PG Phriday: Big Data is Hard

Let’s just get the obvious out of the way early: dealing with multiple Terabytes or Petabytes in a database context is something of a nightmare. Distributing it, retrieving it, processing it, aggregating and reporting on it, are all complicated—and perhaps worst of all—non-intuitive. Everything from tooling and maintenance, to usage and input, are either ad-hoc or obfuscated by several special-purpose APIs and wrappers.

One of the reasons a self-scaling database is such a killer app, derives from the failure rate from having so many moving parts. A proxy here, a shard API there, a few design modifications to accommodate implementation quirks, and suddenly we have a fragile, janky golem. A lumbering monstrosity that our applications and data depend on, where modifying or replacing any part of it will mean redistributing all the data at the very least.

And that’s only one reason why big data is hard. Another stems from something a little more subtle: deciding where everything goes. I hope experienced readers just groaned a bit. Done improperly, data pulled from such a system is not only inefficient, but it’s often wrong. The groan is caused by the knowledge that it’s exceptionally easy to miss accounting for some critical detail related to the data, and end up with 40TB of useless garbage by the time someone notices.

Here’s a way that might happen. Consider an application that sells products to cartoon characters. For illustrative purposes, it’s pretty basic and not fully normalized. That in itself isn’t a problem, and it’s more fun to query anyway. The structure consists of two simple tables in a container schema, and we are building it with sharding in mind:

CREATE SCHEMA toon_store;
SET search_path TO toon_store;

CREATE TABLE toon_account 
  account_id   INT NOT NULL PRIMARY KEY,
  first_name   VARCHAR NOT NULL,
  last_name    VARCHAR NOT NULL,
  email        VARCHAR NOT NULL,

CREATE TABLE toon_order
  order_id     INT NOT NULL PRIMARY KEY,
  account_id   INT NOT NULL,
  product      TEXT NOT NULL,
  quantity     INT NOT NULL,

Notice that we didn’t use SERIAL to handle autonumbering the ID fields. That’s one of the first concessions we’ve had to make in order to shard our data in the future. If we allowed the tables to assign surrogate IDs in independent shards, we would inevitably encounter conflicts. There are a few ways around this, because we still want IDs.

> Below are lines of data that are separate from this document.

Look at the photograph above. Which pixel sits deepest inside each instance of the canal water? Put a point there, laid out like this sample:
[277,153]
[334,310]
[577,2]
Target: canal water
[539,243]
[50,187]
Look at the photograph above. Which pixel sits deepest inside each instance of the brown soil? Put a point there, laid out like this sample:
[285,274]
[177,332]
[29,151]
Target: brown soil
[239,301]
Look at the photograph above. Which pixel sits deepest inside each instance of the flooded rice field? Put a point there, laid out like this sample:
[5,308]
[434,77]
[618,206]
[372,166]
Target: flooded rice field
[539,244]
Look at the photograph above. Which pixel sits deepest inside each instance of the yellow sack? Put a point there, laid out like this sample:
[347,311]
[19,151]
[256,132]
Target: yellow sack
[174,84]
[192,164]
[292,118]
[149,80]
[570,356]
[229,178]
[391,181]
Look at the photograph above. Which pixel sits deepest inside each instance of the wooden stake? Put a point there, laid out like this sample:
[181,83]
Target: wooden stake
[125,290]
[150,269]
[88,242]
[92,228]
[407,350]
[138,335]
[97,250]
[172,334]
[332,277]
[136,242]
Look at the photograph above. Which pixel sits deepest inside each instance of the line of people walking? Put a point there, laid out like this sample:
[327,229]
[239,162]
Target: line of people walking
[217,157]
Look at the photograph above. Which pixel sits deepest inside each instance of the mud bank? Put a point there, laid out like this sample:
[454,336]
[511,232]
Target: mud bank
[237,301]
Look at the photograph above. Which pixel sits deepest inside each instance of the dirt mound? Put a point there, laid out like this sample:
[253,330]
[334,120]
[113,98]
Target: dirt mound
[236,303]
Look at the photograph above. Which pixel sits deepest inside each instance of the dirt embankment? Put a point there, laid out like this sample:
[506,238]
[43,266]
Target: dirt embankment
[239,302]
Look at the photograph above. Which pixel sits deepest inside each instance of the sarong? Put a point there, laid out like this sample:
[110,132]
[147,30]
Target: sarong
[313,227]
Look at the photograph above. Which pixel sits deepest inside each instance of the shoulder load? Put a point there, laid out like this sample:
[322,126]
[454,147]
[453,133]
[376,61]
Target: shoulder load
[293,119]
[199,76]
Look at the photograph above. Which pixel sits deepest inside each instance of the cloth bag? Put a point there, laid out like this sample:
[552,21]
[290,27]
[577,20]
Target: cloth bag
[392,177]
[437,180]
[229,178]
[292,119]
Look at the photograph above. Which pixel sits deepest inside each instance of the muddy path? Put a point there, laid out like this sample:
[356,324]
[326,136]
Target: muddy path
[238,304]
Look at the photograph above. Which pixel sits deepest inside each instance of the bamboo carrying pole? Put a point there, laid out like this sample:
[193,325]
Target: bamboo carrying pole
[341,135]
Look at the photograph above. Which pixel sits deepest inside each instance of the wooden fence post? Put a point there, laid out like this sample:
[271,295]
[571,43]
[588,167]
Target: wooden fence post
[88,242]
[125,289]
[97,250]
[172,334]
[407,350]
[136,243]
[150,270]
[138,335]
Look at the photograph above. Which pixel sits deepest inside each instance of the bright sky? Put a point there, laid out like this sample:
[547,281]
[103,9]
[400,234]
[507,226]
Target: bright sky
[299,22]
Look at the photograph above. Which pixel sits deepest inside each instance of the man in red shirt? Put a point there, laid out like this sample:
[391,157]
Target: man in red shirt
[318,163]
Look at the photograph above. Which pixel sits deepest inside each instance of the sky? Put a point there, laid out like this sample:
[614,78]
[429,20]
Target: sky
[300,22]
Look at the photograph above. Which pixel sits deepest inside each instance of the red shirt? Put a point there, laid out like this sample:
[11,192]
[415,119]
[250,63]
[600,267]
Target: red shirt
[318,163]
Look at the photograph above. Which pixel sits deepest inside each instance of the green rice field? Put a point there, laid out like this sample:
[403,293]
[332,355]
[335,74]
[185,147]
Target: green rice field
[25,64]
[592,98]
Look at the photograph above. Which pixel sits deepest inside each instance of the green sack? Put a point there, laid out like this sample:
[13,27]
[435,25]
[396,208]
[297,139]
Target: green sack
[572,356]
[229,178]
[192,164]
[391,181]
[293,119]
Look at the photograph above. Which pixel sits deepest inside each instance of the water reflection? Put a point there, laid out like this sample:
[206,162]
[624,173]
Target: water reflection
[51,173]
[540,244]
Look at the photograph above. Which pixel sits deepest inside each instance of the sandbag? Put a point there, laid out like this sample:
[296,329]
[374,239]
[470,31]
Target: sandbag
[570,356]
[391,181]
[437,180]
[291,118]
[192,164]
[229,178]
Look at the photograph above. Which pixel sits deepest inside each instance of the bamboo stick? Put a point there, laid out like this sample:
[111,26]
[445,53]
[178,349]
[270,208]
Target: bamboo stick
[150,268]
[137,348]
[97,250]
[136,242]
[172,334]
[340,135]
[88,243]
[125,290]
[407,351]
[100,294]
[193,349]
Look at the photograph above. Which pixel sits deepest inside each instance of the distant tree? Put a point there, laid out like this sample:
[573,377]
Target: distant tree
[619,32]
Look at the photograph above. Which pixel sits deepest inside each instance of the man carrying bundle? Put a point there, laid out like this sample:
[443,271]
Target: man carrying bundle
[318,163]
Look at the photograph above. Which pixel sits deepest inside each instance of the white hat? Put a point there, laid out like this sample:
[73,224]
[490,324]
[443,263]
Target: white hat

  1. Postgres sequences can start on an arbitrary number, and increment by arbitrary values. We could specifically create sequences that were tailored to each shard, such that there would be no conflicting assignments. This is a very simple approach, but is extremely inelastic. The incremental value must exceed the amount of potential shards, or we end up with wraparound problems. Implementation is also somewhat annoying, requiring a separate custom application to create and manage shards.
  2. Use UUID. UUIDs are generated in such a way that they can’t conflict. The main complication here is that UUIDs are rarely utilized in existing architectures. This means converting all existing data to implement them where distribution is necessary. They’re also much larger than an INT, and have a cascading effect of making all foreign keys, indexes, and network transfers of the underlying data larger and slower. These caveats don’t matter in most cases, but should be considered.
  3. We could use a function to generate the ID as the DEFAULT. In the function, we would define our shard distribution and ID algorithm. This is how shard_manager and similar extensions work. Instagram used this process in their large Postgres database, and it worked fine for them. Like UUIDs, this kind of custom solution must happen before any data is loaded into the system for best effect. Further, we actually have to make decisions regarding how many shards we could potentially create, and relying on 64-bit integers means we’ll eventually run out of IDs. We might think our application has moved on in 50-100 years, but y2k problems in the year 2000 suggest making those kind of assumptions is ultimately destructive.
  4. We let the application itself handle ID generation. Often in the case of sharding, the application has some kind of API that intercepts all queries, and makes shard-aware decisions like where to insert data, or what values need to be provided to prevent duplicate keys. This is basically just a lazier and more dangerous version of the previous option. But what happens when another ad-hoc application or data-source appears? Well, we either have to hack together some way of utilizing the existing key distribution system into incorporating these components, or duplicate the algorithm in every new system that wants to use our data. Developers hate duplicating efforts, because it’s a vector for bugs and code drift. It also means everything is ideally written in the same language, which is limiting in many circumstances.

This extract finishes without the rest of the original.